Responses to eight different orientations were recorded from each neuron and fitted with a wrapped Gaussian function (Fig. 4). The fits yielded four parameters: preferred orientation, tuning bandwidth, tuning amplitude, and baseline response. Additionally, we estimated the variance of the response of each cell by finding the proportionality constant that best predicted the variance of responses to each orientation based on the mean response. Finally, we calculated the maximum d' of a neuron across all orientations based on the fitted orientation tuning curve and estimated response variance (see Materials and Methods).
The overall effect of training on orientation tuning curves in V4 is shown in Figure 5, which combines data from the neurons recorded from monkeys 1 and 2. Plots in the first four columns show distributions for each of the parameters from the orientation tuning functions, with separate distributions for the trained (top row) and control (bottom row) populations.
Although the trained and control populations did not differ dramatically for any value, some of the differences were statistically significant (Table 1). There was a bias in the distribution of preferred orientations in the trained population (Raleigh test; p < 0.05). Unexpectedly, the number of neurons with preferred orientations near the trained orientation was significantly less than the average (V test; p < 0.05). For individual monkeys, only monkey 1 showed a significant bias. No bias existed in the control population.
The average bandwidth of orientation tuning was 13% narrower (4.5°) for the trained population. Both animals showed this trend, but it reached statistical significance only for the combined data. Although we did not collect control data from monkey 3, the average bandwidth for the trained population in this subject was similar to that for monkeys 1 and 2 (31.0 ± 2.1° vs 32.5 ±1.2°).
The amplitude of orientation tuning curves in V4 (i.e., the difference between responses to the preferred and null orientations) also increased with training. The average amplitude increased by 14% (2.1 spikes/sec) after orientation discrimination training.
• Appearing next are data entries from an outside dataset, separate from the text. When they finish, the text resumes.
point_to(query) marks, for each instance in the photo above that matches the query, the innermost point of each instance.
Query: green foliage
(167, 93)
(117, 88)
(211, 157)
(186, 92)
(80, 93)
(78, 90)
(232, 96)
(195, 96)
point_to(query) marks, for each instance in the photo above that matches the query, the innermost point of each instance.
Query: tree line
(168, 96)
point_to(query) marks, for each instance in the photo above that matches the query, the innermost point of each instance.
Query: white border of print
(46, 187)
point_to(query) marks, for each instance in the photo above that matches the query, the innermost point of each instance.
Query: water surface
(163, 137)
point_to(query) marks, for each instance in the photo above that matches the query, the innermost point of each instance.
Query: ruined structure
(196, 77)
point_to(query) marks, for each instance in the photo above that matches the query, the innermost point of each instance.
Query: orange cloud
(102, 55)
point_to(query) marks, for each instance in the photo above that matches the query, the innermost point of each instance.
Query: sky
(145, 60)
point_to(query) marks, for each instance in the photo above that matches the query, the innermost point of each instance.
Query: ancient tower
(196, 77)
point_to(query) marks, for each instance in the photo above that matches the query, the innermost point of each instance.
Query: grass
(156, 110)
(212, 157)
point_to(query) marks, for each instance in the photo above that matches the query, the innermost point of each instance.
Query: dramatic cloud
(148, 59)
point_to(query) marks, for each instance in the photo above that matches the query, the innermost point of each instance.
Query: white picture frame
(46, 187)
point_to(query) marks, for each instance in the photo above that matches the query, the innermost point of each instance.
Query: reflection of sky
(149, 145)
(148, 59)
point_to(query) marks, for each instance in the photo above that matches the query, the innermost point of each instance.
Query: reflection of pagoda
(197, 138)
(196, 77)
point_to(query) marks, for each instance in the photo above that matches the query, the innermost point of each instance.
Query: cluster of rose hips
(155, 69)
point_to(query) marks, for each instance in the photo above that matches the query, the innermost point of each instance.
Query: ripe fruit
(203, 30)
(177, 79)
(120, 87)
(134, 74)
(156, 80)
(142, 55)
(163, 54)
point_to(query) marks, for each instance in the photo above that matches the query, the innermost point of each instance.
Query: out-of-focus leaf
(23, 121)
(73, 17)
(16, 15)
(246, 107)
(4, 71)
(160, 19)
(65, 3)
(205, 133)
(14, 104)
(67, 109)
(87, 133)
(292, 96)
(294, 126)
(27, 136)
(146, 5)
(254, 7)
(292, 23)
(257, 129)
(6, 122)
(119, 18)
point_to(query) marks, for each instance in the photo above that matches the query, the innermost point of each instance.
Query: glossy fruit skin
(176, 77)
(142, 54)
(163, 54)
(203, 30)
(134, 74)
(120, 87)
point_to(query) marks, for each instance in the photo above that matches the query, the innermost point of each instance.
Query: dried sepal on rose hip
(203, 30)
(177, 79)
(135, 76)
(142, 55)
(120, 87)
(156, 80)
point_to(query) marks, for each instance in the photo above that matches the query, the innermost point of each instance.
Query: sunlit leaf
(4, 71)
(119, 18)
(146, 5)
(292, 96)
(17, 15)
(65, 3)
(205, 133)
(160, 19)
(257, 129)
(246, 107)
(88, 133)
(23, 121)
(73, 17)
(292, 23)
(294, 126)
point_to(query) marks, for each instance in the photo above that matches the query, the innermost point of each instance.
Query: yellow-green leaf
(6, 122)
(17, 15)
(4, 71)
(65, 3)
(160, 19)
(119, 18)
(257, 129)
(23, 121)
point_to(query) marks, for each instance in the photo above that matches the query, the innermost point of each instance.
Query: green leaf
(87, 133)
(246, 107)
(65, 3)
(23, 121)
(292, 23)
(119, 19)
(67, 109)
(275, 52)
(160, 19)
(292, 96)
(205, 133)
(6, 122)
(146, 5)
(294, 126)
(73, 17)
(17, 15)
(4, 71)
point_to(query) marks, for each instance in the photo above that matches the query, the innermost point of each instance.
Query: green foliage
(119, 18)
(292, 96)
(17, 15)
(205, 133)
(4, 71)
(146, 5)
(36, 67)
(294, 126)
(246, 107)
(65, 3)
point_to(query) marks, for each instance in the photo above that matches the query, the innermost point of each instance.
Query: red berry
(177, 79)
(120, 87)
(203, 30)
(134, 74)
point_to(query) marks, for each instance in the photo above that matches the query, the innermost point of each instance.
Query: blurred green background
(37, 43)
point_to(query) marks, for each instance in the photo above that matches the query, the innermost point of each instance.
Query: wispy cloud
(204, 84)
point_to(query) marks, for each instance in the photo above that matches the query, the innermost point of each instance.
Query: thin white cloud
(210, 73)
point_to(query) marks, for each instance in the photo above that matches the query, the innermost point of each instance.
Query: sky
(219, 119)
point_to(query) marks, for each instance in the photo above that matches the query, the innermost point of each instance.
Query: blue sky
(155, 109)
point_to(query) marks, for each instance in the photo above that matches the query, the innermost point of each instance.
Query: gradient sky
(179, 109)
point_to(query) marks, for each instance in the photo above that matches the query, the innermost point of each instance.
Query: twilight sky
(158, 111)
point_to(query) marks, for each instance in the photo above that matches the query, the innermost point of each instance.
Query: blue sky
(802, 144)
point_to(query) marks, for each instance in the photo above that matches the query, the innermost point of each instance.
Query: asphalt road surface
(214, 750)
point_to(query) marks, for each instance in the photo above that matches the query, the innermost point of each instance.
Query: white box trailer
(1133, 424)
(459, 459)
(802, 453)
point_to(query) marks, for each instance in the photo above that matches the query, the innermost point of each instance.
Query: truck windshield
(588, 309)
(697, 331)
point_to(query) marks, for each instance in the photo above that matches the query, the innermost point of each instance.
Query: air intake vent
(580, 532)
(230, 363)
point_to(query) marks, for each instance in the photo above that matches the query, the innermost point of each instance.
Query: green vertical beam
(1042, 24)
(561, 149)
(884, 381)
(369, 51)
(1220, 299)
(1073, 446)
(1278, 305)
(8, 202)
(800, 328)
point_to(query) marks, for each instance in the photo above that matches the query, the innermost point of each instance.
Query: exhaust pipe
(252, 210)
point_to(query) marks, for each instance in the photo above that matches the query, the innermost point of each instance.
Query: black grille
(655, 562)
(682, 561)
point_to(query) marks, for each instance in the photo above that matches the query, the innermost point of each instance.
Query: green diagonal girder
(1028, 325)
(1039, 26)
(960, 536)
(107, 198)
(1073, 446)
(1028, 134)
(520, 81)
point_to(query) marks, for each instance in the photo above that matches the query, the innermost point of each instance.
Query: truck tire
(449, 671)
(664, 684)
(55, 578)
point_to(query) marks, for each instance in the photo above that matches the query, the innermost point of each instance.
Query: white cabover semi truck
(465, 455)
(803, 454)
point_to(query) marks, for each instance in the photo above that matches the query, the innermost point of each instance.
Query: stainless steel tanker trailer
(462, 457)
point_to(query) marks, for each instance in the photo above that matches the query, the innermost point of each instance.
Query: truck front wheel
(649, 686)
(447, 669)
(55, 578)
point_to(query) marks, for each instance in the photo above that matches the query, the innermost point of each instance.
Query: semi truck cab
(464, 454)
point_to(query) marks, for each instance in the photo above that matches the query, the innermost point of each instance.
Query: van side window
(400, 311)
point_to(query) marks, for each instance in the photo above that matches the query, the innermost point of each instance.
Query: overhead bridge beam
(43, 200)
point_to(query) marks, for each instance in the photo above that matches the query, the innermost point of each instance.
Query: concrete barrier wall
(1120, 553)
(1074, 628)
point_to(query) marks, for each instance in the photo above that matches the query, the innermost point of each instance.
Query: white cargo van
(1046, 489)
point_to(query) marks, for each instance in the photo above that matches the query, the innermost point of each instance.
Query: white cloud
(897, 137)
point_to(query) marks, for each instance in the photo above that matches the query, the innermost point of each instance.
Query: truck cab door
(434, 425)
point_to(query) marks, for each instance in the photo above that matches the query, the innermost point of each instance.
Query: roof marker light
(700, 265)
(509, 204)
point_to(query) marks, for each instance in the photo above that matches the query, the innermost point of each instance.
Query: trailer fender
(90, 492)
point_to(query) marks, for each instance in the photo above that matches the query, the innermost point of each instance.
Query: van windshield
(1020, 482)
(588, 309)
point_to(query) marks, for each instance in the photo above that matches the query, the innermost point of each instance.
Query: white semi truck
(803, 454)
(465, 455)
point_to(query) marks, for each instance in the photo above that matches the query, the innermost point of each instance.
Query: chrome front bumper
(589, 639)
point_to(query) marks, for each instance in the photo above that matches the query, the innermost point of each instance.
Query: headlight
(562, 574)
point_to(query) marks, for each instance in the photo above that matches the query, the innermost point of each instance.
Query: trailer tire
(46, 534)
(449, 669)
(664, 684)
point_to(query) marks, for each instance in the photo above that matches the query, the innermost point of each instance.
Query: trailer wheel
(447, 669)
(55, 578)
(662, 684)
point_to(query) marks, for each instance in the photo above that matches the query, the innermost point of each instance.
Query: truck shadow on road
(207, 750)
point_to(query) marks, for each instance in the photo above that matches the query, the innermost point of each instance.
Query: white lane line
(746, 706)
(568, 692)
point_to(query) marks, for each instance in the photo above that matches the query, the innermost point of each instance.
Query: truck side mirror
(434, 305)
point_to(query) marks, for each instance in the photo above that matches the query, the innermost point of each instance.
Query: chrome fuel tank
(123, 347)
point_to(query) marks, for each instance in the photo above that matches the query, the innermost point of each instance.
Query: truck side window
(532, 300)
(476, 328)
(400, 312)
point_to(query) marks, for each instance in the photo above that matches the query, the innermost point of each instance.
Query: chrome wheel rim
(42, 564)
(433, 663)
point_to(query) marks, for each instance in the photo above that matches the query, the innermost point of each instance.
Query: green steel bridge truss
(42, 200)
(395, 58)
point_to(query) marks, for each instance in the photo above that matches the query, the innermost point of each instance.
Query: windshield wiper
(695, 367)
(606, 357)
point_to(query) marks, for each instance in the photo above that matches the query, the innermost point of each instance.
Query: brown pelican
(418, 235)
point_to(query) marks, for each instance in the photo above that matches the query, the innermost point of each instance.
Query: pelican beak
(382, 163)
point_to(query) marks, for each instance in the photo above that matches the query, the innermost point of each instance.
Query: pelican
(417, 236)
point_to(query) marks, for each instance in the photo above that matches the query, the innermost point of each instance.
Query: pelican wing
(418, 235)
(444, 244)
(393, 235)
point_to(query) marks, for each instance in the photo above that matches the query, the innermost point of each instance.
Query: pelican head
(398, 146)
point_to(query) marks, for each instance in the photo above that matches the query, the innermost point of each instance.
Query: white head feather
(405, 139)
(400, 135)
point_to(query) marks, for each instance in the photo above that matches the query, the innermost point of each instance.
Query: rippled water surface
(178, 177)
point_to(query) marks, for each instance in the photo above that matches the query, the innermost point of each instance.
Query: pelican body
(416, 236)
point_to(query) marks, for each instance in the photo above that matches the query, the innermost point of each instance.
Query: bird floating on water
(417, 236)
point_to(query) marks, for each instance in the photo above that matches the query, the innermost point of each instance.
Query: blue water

This difference reached statistical significance for each animal individually. The baseline firing (i.e., response to the null orientation) did not show consistent changes. There was a significance decrease with training for monkey 1 but a slight increase for monkey 2, leading to no significant effect for the combined data.
To assess the ability of a neuron to discriminate different orientations, we calculated its d' and discriminability. Because these values are functions of orientation, we took the best performance (smallest discriminability and largest d') of each cell across all orientations. The final columns in Figure 5 and Table 1 show that training increased d' by 24% (0.009), corresponding to improving discriminability by 33% (4.2°). This effect was significant for each animal individually.
The values in Figure 5 and Table 1 are based on fitted orientation tuning functions. An alternative approach to assessing the effects of training on orientation tuning that does not depend on fitted functions is to construct population tuning curves. Figure 6 shows such curves for the trained and untrained populations. The curves were constructed by normalizing the responses of each neuron to its response to its preferred orientation, shifting the data left or right to bring the orientation to the center of the x-axis, and then averaging responses at each orientation across neurons. Then, we fitted Gaussian curves to each set of average responses (trained and untrained). Consistent with expectations from the distributions of parameters from fits to individual neuron responses, the average orientation tuning for the trained population was substantially narrower, and the amplitude of the tuning function was larger. The bandwidth of the Gaussian for the trained population was 24.3°, whereas that for the control population was 30.0°. The amplitude of the tuning curve for the trained population was 0.51, whereas that for the untrained population was 0.41.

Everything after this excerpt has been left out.